Dockerize Your MCP Server
Containerize your MCP server with Docker for consistent deployment, easy scaling, and production-ready packaging.
title: "Dockerize Your MCP Server" description: "Containerize your MCP server with Docker for consistent deployment, easy scaling, and production-ready packaging." order: 11 level: "advanced" duration: "20 min" keywords:
- MCP Docker
- Dockerize MCP server
- MCP container
- MCP Docker deployment
- MCP Dockerfile date: "2026-04-01"
Containerize your MCP server with Docker for consistent deployments. Learn to write optimized Dockerfiles with multi-stage builds, set up docker-compose for development and production, and configure containers for both stdio and SSE transports.

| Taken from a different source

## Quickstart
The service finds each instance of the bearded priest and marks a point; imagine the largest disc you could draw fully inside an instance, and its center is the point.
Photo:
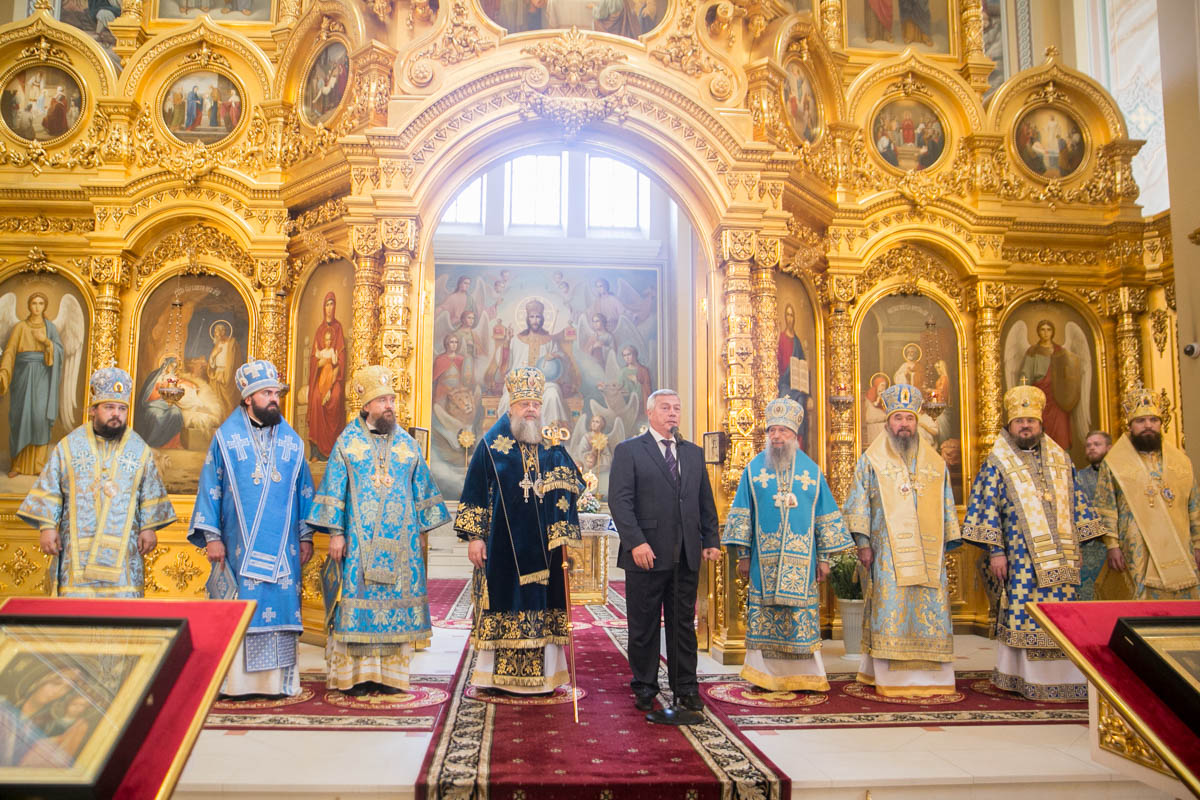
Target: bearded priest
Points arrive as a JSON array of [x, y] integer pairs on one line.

Why Docker for MCP Servers?
Docker provides reproducible builds, consistent environments, and simplified deployment. For MCP servers, Docker is especially useful for:
- SSE transport servers that need to run as long-lived services
- Servers with system dependencies (databases, native modules)
- Team collaboration where everyone needs the same environment
- Cloud deployments where containers are the standard unit
A Docker build technique that uses multiple FROM statements. The first stage compiles/builds the application, and the final stage copies only the built artifacts. This produces much smaller production images.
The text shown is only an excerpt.